As Sawyer started the engine, Will cruised up, stopping so that Tia could talk through the passenger-side window to Sawyer. They decided that we would swing by Brody’s house and Grace’s house near downtown before ending at the harbor. It was a common place for teenagers to park and cops to harass them. Irate old men wrote about the harbor’s parking lot in their letters to the newspaper about the downfall of today’s youth.

“You look nice,” Sawyer said as he crossed the high school campus and pulled onto the road through downtown. “I’m not just telling you that because we’re about to revenge-kiss.”

“Are people saying I stopped wearing contacts and started dressing like Grace just to get Brody?”

“No,” Sawyer said, “and I hear everything. Who told you that?”

“Kennedy.”

“Kennedy,” Sawyer repeated, low and husky, like Tia cursing in Spanish. “Why do you care what he says? Why don’t you just wear what you want?”

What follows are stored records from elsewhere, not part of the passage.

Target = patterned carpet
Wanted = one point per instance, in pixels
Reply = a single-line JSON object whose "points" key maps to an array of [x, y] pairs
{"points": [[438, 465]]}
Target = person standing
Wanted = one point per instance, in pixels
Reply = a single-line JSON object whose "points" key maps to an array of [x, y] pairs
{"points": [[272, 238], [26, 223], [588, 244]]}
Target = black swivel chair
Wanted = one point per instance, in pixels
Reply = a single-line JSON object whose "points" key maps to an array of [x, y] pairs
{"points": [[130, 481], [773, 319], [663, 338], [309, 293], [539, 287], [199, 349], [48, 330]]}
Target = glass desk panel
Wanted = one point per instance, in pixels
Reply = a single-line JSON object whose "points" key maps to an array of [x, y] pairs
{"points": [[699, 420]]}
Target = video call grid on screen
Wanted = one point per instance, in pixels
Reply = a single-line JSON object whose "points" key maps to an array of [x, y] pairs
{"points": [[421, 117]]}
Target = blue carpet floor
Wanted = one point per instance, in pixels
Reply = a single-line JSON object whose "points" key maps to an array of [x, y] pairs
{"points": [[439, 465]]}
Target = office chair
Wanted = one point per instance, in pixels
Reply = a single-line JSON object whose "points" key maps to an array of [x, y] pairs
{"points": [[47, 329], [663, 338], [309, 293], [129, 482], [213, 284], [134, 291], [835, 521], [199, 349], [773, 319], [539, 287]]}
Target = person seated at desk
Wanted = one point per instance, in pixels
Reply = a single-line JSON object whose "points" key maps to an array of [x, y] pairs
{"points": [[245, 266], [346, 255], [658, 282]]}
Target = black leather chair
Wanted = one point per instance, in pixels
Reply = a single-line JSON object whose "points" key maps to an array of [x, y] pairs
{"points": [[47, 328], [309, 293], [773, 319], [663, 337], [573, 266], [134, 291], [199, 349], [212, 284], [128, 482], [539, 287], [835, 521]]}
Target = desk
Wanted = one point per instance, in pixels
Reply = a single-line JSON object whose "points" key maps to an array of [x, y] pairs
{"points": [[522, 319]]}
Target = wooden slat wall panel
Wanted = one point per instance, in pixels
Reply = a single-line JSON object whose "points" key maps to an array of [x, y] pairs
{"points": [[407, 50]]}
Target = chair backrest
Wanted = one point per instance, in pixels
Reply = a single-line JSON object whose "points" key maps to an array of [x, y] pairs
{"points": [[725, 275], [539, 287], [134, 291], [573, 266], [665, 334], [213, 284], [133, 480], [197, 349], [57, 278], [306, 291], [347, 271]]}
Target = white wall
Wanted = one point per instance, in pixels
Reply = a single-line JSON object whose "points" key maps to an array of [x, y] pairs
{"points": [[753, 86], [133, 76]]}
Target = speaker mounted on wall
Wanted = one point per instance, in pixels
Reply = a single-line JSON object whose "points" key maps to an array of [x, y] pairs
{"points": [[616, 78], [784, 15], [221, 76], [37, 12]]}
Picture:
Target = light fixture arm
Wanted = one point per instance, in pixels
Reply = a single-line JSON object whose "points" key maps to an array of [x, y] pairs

“I guess I don’t know what I want.” I paused. “But everybody dresses the way they do for a reason, right? Even you.” I gazed doubtfully at his beat-up flip-flops.

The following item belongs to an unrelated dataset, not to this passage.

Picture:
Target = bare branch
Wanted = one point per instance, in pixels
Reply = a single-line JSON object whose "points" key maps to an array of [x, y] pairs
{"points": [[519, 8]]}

“Not really,” he said. “I only have four shirts.”

I blinked against the passing streetlights. “And you don’t eat anything you want. You’re very strict about that.”

“I’m a vegan because I don’t want to cause the death of an animal,” he said. “I mean, I’m not so strict about it that I’m going to insult other people for eating what I don’t. I serve what I’m told to serve at work. But I’m not personally going to eat it.”

“It’s an anticruelty thing?”

He glanced over at me, seeming to consider this for the first time. “Yes.”

“You didn’t seem concerned with cruelty when you made fun of Kennedy’s eyebrow piercing.”

Sawyer’s glance turned to a glare. “When I first moved to town two years ago, Kennedy ribbed me for one solid hour of PE because my dad had just gotten out of jail. You should have heard all the jail jokes. Oh, he was a fucking laugh riot, right up until I punched him.”

I’d known Sawyer got suspended for fighting on his first day of school. I hadn’t heard why.

“So fuck Kennedy and his eyebrow,” Sawyer finished.

“I’m sorry,” I said.

Sawyer heaved an exaggerated sigh. “It’s crazy for you to apologize, Harper. You didn’t do anything.”

“I know. I just don’t think Kennedy deserves to be made fun of. Like when you made that joke about him the day Noah and Quinn came out.”